Tant et aussi longtemps que la langue de la promotion sociale et économique avait été pour eux la langue anglaise, les 61% d’unilingues français du Québec s’étaient en grande partie vus confinés à des emplois subalternes. Pour cette catégorie de travailleurs chroniquement défavorisés, il allait de soi qu’il n’y avait d’autre « langue seconde » que la langue anglaise, clé obligée de tout espoir de promotion (p. 29).

Cette question de « la langue seconde », conclut-on, ne doit pas être présentée aux Québécois de manière abstraite sans tenir compte du contexte dans lequel elle s’insère.

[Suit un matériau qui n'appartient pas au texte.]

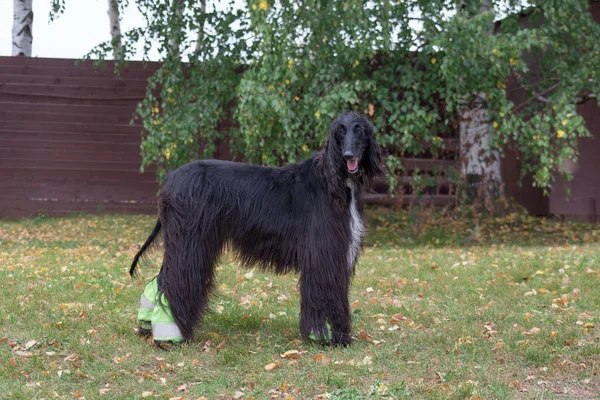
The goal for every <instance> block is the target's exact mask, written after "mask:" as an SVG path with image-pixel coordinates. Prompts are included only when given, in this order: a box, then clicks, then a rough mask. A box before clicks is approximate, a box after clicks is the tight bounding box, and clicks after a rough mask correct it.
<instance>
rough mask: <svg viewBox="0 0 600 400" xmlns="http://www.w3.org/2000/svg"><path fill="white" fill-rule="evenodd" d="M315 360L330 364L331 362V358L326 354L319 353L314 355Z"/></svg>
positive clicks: (320, 361) (317, 362) (318, 362)
mask: <svg viewBox="0 0 600 400" xmlns="http://www.w3.org/2000/svg"><path fill="white" fill-rule="evenodd" d="M313 361H314V362H316V363H320V364H323V365H328V364H329V363H330V362H331V358H329V357H327V356H326V355H325V354H322V353H319V354H317V355H316V356H314V357H313Z"/></svg>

En octobre 1977, le gouvernement du Parti Québécois publie son Livre vert sur l’enseignement primaire et secondaire qui est suivi d’une vaste consultation publique dans toutes les régions du Québec. Le projet du gouvernement revoit alors les finalités éducatives et les objectifs de l’École québécoise et donne lieu à une réforme de l’ensemble des programmes scolaires. Le Livre orange, publié en 1979 constitue le plan d’action faisant suite au Livre vert. Au chapitre de l’enseignement de l’anglais, le gouvernement choisit alors d’accorder une importance accrue à l’enseignement de la langue maternelle et de retarder à la 4ème année l’enseignement de l’anglais. Il justifie ce choix par

l’absence de consensus social en ce qui a trait à l’apprentissage de la langue seconde ainsi qu’à la nécessité de préserver la qualité de la langue française :

Les opinions sont actuellement très partagées sur les exigences de l’apprentissage d’une langue seconde, de même que sur le moment le plus propice pour amorcer cet apprentissage. La situation du Québec sur le continent nord-américain impose aux écoles françaises l’enseignement de l’anglais, langue seconde, mais elle invite aussi à la prudence eu égard à notre souci de préserver la qualité de la langue française. C’est pour cette raison que le gouvernement juge nécessaire d’accorder une importance accrue à

l’enseignement du français et il fixe le début de l’enseignement de la langue seconde au plus tôt à la première année du second cycle (Gouvernement du Québec, 1979, paragr. 12.5.1).